Panne in der Atomenergiebehörde: Plutoniumbehälter geplatzt

Eine Flasche mit einer Plutoniumprobe platzt im Labor der Internationalen Atomenergiebehörde. Peinlich, denn schon länger wird die Einrichtung als technisch veraltet kritisiert.

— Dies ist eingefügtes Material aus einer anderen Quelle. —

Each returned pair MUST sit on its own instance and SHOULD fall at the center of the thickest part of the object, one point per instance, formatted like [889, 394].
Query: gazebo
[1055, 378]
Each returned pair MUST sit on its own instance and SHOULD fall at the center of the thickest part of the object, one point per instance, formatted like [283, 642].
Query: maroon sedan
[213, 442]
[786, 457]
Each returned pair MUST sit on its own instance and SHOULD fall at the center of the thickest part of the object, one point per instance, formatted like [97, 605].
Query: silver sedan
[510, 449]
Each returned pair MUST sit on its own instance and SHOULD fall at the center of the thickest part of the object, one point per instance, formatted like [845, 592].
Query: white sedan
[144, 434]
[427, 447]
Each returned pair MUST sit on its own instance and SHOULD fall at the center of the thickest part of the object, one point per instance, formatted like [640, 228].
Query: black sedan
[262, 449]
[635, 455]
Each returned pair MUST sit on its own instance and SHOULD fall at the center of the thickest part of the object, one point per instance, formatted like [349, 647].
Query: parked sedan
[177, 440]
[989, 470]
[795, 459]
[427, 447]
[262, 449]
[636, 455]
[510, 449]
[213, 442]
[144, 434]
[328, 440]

Hantieren mit gefährlichen Proben: Labor der Internationalen Atomenergiebehörde. Bild: ap

In einem Labor der Internationalen Atomenergiebehörde (IAEO) in der Nähe von Wien ist am Wochenende Plutonium ausgetreten, wie die UNO-Institution am Sonntagabend mitteilte. Der radioaktive Stoff, der schon in Konzentrationen von einigen Millionstel Milligramm Krebs auslösen kann, war in einer Flasche aufbewahrt worden, die in einem der Labors zerplatzte. Die Flasche war in einem Tresor im Hochsicherheitsbereich untergebracht.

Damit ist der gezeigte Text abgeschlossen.